The statistics fly in the face of James Carville’s prediction of 40 years of Democratic rule when “hope and change” was swept into office.
According to Chuck Todd, since 2009, Democrats have scored a net loss of:
- 13 U.S. Senate seats and
- 69 U.S. House seats
Todd reports no president since Dwight D. Eisenhower has lost as many Senate seats (also 13) and only Woodrow Wilson has lost more House seats (99).
On the state level, the contraction has been equally bad. According to Todd, Democrats have lost:
- 12 governorships,
- Control of 30 legislative chambers and
- Over 900 legislative seats
Not since the Watergate era has a party lost so much state-level ground. Todd reports Nixon/Ford lost 19 governorships and 31 legislative chambers while Eisenhower saw 1,035 Republican legislative seats disappear.
Todd’s conclusion was that Democrats “don’t turn out when Barack Obama’s not on the ballot.” He added, “something is wrong here and you can’t just blame it on Democrats don’t show up.”
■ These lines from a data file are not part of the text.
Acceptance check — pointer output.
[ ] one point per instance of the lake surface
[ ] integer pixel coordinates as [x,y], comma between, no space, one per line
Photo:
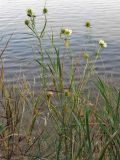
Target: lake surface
[104,16]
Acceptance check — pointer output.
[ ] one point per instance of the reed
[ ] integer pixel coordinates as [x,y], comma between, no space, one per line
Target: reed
[63,121]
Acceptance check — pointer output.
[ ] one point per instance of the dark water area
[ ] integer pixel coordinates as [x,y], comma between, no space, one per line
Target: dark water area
[104,16]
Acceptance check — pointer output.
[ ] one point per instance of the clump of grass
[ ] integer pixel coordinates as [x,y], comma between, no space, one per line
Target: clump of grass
[61,121]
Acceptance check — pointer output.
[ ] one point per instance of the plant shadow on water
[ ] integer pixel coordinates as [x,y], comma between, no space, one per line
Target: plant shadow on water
[62,121]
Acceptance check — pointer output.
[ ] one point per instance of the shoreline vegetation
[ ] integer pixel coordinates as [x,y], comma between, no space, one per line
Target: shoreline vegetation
[62,122]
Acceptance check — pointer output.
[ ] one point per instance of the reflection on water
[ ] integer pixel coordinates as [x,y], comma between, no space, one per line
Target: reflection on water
[103,14]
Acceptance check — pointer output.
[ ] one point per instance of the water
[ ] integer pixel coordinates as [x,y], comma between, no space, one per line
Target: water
[104,17]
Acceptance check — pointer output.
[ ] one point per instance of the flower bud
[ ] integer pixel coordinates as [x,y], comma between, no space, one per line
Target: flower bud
[86,56]
[49,94]
[45,11]
[102,44]
[29,12]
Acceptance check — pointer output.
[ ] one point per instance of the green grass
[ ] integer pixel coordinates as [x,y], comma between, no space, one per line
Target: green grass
[62,121]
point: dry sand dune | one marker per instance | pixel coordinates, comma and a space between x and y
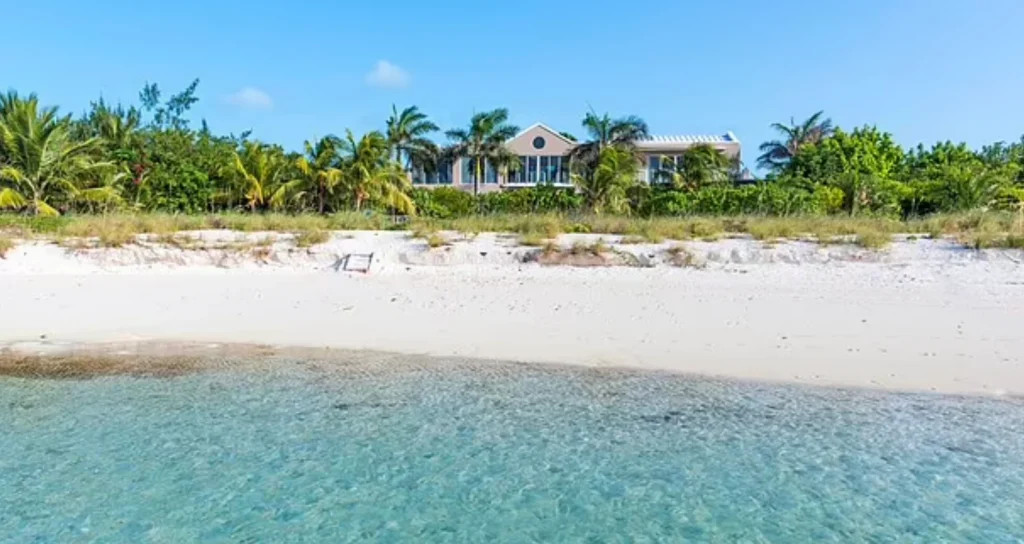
922, 315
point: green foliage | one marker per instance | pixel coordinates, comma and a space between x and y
483, 143
865, 151
605, 187
443, 203
117, 159
762, 199
698, 167
543, 199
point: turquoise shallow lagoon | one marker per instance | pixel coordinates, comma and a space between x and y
407, 450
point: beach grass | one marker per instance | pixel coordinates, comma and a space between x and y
973, 228
6, 244
534, 239
681, 256
314, 237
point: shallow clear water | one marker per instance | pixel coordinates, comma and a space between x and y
500, 453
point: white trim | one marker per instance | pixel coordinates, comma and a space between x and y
545, 127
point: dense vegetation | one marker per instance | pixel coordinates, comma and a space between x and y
152, 158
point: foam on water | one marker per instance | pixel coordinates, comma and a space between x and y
499, 453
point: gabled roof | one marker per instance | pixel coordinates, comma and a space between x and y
545, 127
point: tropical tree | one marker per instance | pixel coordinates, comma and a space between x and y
42, 162
260, 172
407, 138
318, 172
603, 132
777, 153
371, 176
483, 141
698, 167
607, 185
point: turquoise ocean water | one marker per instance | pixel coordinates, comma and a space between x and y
457, 452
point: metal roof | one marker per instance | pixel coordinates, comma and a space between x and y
728, 137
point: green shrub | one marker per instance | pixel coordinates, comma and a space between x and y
6, 245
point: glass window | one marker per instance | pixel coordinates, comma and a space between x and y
442, 175
653, 166
468, 170
519, 174
489, 173
554, 165
531, 169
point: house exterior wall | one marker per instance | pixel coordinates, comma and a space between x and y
556, 145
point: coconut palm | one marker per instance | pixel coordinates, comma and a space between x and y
370, 176
41, 161
318, 173
260, 171
408, 144
777, 153
606, 185
483, 142
603, 132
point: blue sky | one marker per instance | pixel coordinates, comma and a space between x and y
292, 71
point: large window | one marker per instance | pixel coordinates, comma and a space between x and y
440, 177
469, 171
653, 168
518, 175
531, 169
550, 169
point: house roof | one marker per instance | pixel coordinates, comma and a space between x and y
545, 127
728, 137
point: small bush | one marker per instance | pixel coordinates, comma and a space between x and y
6, 245
435, 240
707, 228
532, 239
680, 255
116, 238
305, 239
873, 239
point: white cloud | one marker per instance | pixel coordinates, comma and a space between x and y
250, 97
387, 75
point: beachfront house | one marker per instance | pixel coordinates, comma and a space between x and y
544, 160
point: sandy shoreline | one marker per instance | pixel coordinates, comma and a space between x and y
916, 317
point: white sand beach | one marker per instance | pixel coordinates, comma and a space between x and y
921, 315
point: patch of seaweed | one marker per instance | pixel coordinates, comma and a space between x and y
87, 367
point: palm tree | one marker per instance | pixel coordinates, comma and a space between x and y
260, 170
42, 161
318, 171
370, 176
607, 132
777, 153
407, 139
698, 167
483, 141
606, 187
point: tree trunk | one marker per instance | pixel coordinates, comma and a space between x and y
476, 178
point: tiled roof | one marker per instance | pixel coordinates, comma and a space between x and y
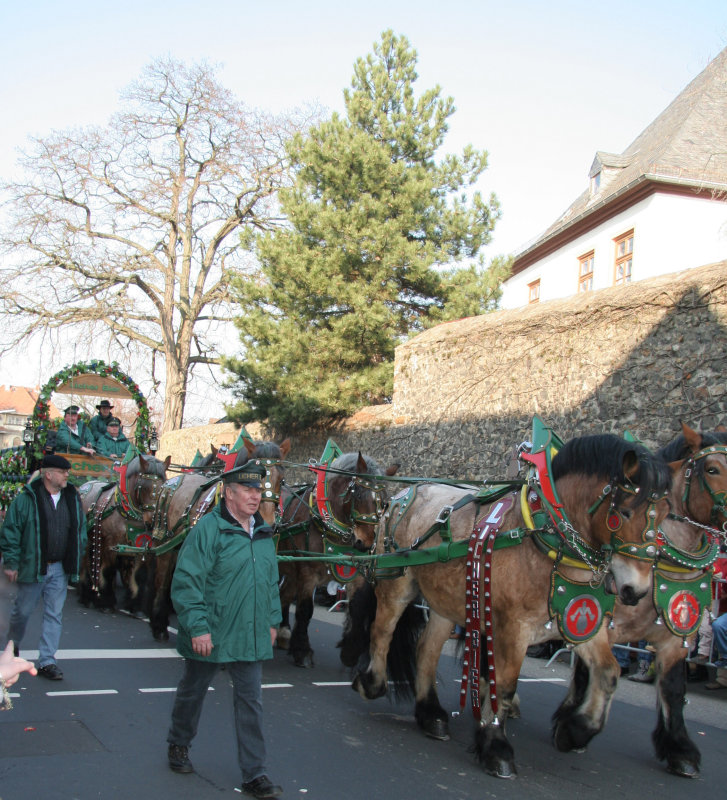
684, 146
22, 400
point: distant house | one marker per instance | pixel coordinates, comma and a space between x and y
16, 406
658, 207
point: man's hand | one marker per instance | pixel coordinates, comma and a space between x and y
202, 645
11, 575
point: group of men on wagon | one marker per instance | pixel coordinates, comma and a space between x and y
102, 435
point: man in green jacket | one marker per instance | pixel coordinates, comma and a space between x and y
112, 443
74, 436
42, 541
225, 593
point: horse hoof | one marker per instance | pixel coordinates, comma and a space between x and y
683, 770
503, 770
437, 729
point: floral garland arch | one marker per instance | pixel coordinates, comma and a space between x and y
42, 423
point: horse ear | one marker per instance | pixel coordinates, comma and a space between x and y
631, 465
692, 438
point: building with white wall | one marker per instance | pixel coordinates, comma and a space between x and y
658, 207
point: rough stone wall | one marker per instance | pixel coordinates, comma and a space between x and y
640, 357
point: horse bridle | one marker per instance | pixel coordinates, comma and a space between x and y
719, 499
322, 509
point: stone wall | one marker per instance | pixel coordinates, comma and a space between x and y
639, 357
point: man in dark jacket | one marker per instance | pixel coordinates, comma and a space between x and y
42, 541
225, 592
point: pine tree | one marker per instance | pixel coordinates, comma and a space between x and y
373, 219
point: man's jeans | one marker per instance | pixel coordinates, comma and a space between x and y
53, 589
247, 694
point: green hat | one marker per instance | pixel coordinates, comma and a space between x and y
252, 473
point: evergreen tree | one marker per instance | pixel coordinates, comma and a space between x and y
373, 219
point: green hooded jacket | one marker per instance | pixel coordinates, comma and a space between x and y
226, 584
21, 542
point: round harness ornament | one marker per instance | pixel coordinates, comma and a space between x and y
684, 612
582, 617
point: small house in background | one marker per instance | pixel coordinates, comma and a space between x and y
658, 207
16, 407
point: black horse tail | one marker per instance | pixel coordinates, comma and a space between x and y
401, 658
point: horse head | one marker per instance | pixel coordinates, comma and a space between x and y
271, 456
356, 499
699, 493
144, 478
615, 494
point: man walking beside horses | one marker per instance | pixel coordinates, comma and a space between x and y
225, 593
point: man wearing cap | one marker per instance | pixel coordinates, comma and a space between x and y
74, 436
112, 443
225, 593
42, 541
99, 423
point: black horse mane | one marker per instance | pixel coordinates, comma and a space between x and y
348, 462
604, 454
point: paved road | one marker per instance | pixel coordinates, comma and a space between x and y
100, 733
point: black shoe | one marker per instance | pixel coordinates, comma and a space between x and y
262, 787
51, 671
179, 758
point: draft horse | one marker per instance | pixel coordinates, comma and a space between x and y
669, 614
337, 513
183, 500
519, 558
117, 513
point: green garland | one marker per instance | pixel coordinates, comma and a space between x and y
42, 423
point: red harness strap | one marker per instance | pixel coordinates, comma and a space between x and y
482, 538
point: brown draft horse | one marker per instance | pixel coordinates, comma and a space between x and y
354, 507
116, 513
698, 500
183, 500
613, 496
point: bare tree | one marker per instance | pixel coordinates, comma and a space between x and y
136, 228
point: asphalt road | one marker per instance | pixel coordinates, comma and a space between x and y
101, 732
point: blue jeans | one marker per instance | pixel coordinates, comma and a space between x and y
248, 707
53, 589
719, 631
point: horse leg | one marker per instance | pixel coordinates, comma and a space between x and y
283, 640
159, 599
428, 711
584, 711
671, 740
299, 645
392, 598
Rachel Maddow said Democrats are getting “smoked” strategically. Republicans were focusing on legislative races and state chambers — which decide redistricting — and power in Congress followed.
“The Barack Obama political machine and Big Data — it’s a lie,” Marc Caputo, a reporter for Politico, said. “The Obama political machine without Obama is no machine. They don’t win. That was largely a personality-based campaign in two different cycles.”